Can I force LWP::UserAgent to accept an expired SSL certificate?

Question

I would like to know whether it is possible to force LWP::UserAgent to accept an expired SSL certificate for a single, well-known server. The issue is slightly complicated by the Squid proxy in between.

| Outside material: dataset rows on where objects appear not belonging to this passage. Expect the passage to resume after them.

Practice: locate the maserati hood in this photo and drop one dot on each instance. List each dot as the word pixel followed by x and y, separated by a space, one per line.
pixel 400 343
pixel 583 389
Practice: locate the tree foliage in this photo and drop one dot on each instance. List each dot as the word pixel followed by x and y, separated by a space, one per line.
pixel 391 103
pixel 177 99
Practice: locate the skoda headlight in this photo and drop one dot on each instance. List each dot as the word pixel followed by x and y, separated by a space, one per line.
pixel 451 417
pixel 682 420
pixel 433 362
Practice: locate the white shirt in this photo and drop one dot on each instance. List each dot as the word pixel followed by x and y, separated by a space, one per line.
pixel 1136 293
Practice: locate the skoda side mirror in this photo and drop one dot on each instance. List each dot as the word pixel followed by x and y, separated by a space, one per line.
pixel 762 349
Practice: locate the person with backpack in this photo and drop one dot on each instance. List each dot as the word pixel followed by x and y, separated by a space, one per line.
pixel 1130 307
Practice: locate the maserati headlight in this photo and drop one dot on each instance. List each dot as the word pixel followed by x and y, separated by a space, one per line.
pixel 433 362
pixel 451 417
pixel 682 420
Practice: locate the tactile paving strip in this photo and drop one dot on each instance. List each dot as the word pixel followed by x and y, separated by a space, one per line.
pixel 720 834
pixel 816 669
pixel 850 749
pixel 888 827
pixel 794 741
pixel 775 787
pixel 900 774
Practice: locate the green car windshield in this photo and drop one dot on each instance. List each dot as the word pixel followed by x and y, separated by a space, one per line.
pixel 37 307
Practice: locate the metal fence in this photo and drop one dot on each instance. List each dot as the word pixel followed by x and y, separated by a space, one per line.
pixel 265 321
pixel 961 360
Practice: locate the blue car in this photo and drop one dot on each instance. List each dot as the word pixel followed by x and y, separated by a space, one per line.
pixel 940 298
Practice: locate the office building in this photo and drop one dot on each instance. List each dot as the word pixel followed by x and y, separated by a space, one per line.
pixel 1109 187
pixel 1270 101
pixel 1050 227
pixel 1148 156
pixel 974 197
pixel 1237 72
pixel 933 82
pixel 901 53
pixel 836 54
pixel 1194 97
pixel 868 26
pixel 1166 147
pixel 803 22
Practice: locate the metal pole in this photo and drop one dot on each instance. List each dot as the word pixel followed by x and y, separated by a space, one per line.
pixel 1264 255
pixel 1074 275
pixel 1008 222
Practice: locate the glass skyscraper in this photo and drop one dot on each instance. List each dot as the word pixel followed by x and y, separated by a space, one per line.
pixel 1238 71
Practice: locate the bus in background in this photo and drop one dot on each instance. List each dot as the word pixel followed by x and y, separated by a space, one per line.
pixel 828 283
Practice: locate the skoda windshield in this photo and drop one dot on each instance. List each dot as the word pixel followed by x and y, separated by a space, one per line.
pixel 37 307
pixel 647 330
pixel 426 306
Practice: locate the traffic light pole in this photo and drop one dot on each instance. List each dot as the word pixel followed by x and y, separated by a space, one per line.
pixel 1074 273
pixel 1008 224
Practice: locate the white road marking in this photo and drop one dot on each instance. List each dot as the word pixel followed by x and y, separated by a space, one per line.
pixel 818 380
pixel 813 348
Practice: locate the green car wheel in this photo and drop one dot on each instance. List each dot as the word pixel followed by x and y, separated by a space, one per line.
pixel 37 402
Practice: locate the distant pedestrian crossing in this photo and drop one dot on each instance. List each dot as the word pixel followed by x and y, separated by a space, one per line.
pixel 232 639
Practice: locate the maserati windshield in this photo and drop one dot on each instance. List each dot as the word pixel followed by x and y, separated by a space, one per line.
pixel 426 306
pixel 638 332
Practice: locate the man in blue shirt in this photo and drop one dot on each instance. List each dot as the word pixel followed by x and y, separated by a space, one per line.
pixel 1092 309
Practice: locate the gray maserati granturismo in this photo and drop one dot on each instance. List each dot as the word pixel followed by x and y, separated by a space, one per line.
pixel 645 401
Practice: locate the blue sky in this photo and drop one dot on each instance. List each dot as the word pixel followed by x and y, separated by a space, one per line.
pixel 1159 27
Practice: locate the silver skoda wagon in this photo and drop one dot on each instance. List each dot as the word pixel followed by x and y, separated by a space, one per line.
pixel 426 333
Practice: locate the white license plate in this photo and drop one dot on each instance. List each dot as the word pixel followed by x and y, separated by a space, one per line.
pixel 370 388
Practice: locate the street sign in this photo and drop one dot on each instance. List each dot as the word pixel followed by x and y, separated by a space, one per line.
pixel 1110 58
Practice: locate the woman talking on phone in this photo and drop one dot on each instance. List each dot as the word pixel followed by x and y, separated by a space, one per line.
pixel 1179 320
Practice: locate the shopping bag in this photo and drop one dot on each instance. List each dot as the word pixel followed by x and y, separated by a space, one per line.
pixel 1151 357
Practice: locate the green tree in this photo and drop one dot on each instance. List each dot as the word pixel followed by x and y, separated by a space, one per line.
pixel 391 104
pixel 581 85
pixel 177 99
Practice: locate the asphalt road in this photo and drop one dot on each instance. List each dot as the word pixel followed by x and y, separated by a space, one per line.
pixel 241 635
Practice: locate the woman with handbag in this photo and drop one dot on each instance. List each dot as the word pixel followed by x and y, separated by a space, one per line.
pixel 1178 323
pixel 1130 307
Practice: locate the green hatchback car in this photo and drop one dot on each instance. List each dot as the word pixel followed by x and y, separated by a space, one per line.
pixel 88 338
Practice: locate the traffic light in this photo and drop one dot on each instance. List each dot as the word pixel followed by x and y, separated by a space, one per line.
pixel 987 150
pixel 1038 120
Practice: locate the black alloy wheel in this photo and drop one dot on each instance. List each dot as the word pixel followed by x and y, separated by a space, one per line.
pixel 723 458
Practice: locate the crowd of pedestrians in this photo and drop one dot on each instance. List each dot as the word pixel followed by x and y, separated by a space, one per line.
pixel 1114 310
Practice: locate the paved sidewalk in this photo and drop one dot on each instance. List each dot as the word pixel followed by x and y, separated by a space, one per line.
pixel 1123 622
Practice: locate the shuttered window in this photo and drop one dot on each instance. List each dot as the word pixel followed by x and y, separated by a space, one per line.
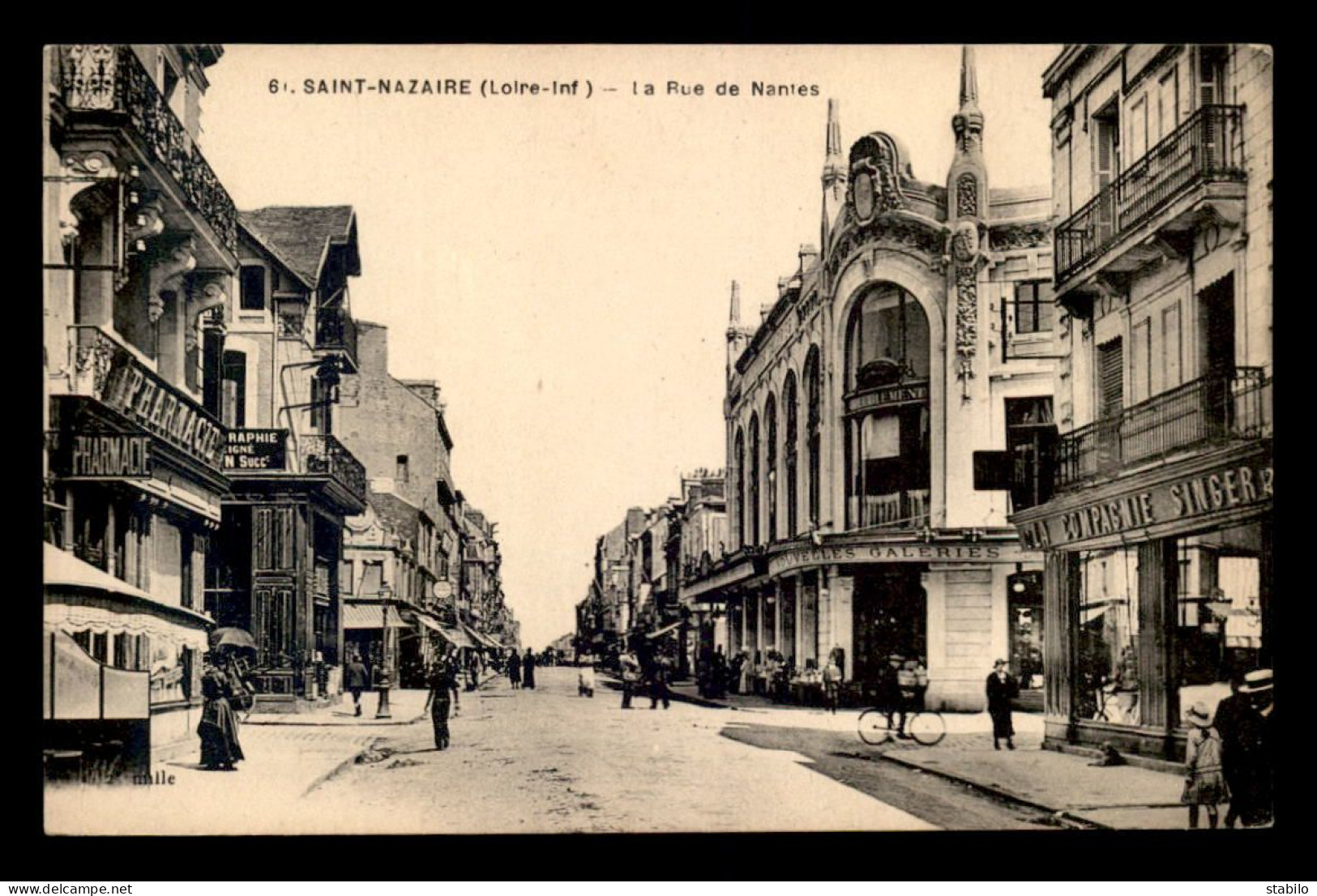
pixel 1110 373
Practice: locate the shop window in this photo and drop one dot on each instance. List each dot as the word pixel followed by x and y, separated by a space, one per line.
pixel 252 288
pixel 1218 634
pixel 1108 640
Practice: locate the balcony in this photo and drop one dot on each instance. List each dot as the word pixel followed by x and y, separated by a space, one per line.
pixel 1203 151
pixel 105 83
pixel 904 510
pixel 324 454
pixel 1213 409
pixel 336 332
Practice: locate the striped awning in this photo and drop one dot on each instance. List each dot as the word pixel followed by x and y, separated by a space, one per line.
pixel 357 616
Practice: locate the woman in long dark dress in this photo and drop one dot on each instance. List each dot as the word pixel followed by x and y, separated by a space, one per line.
pixel 219 725
pixel 528 668
pixel 514 670
pixel 440 682
pixel 1001 689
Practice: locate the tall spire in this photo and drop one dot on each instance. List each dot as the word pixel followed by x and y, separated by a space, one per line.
pixel 969 79
pixel 834 177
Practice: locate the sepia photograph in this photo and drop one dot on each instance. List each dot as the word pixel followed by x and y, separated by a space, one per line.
pixel 668 438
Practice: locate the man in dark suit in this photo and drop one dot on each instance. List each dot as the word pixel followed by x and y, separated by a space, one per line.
pixel 1001 689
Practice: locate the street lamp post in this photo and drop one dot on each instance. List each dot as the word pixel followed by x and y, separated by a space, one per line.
pixel 383 682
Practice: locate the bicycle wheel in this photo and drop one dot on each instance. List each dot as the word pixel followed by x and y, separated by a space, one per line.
pixel 874 727
pixel 926 727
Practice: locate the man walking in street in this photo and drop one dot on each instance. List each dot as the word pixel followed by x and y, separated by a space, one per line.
pixel 357 679
pixel 630 676
pixel 659 682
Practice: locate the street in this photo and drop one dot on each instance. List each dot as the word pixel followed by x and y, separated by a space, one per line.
pixel 545 761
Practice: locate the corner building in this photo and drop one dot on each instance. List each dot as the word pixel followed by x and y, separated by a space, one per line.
pixel 1158 537
pixel 918 333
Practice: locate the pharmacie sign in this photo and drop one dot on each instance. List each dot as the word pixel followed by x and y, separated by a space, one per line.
pixel 1236 486
pixel 256 449
pixel 157 407
pixel 105 455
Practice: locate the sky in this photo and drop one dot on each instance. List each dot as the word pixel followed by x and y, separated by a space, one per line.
pixel 562 263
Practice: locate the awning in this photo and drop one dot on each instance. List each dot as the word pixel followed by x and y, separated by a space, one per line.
pixel 659 633
pixel 66 573
pixel 357 616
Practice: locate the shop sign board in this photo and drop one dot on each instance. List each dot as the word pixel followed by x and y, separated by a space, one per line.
pixel 256 449
pixel 1228 487
pixel 161 409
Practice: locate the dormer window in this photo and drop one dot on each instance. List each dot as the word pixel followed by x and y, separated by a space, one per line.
pixel 252 288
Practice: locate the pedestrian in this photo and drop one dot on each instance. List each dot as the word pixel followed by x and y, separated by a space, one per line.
pixel 1254 749
pixel 585 681
pixel 1001 689
pixel 1226 721
pixel 357 679
pixel 630 676
pixel 832 685
pixel 528 670
pixel 514 670
pixel 889 693
pixel 219 725
pixel 659 682
pixel 1204 780
pixel 440 696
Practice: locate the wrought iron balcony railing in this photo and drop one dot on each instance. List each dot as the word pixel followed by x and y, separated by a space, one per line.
pixel 107 79
pixel 1207 147
pixel 1218 408
pixel 327 454
pixel 336 331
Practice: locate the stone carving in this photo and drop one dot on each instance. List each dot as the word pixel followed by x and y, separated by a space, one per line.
pixel 967 316
pixel 90 75
pixel 1020 236
pixel 967 195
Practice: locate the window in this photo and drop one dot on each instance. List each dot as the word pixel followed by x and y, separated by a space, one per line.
pixel 1034 307
pixel 233 391
pixel 252 288
pixel 1141 361
pixel 1032 441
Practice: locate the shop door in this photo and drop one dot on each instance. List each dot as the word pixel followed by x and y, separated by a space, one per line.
pixel 889 617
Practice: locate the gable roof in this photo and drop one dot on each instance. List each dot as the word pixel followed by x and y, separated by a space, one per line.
pixel 301 236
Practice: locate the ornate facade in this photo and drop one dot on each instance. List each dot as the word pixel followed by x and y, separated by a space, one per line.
pixel 853 411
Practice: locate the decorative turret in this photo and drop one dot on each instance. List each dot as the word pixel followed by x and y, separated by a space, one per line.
pixel 834 177
pixel 967 211
pixel 738 335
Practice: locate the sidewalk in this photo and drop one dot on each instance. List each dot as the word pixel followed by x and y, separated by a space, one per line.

I went as far as to set up a debugging environment like:

use warnings;
use strict;
use Carp;
use LWP::UserAgent;
use LWP::Debug qw(+);
use HTTP::Cookies;

my $proxy = 'http://proxy.example.net:8118';
my $cookie_jar = HTTP::Cookies->new( file => 'cookies.tmp' );
my $agent = LWP::UserAgent->new;
$agent->proxy( [ 'http' ], $proxy );
$agent->cookie_jar( $cookie_jar );

$ENV{HTTPS_PROXY} = $proxy;
$ENV{HTTPS_DEBUG} = 1;
$ENV{HTTPS_VERSION} = 3;
$ENV{HTTPS_CA_DIR}    = '/etc/ssl/certs';
$ENV{HTTPS_CA_FILE}    = '/etc/ssl/certs/ca-certificates.crt';

$agent->get( 'https://www.example.com/'

exit;

Fortunately the issue was eventually fixed on the remote server before I was able to come up with my own solution, but I would like to be able to optionally circumvent the problem should it arise again (the underlying service had been disrupted for several hours before I was called into action).

I would favor a solution at the LWP::UserAgent level over one based on the underlying Crypt::SSLeay or openSSL implementations, if such a solution exists, since I prefer not to relax security for other unrelated applications. Of course I am still looking for such a solution myself, in my copious free time.

Answer 1

I believe that if you omit HTTPS_CA_DIR and HTTPS_CA_FILE that ssleay will only do the SSL encryption but not do a certificate check. Just make sure that there are not any defaults in the environment already, or try setting them to blank before you make your request.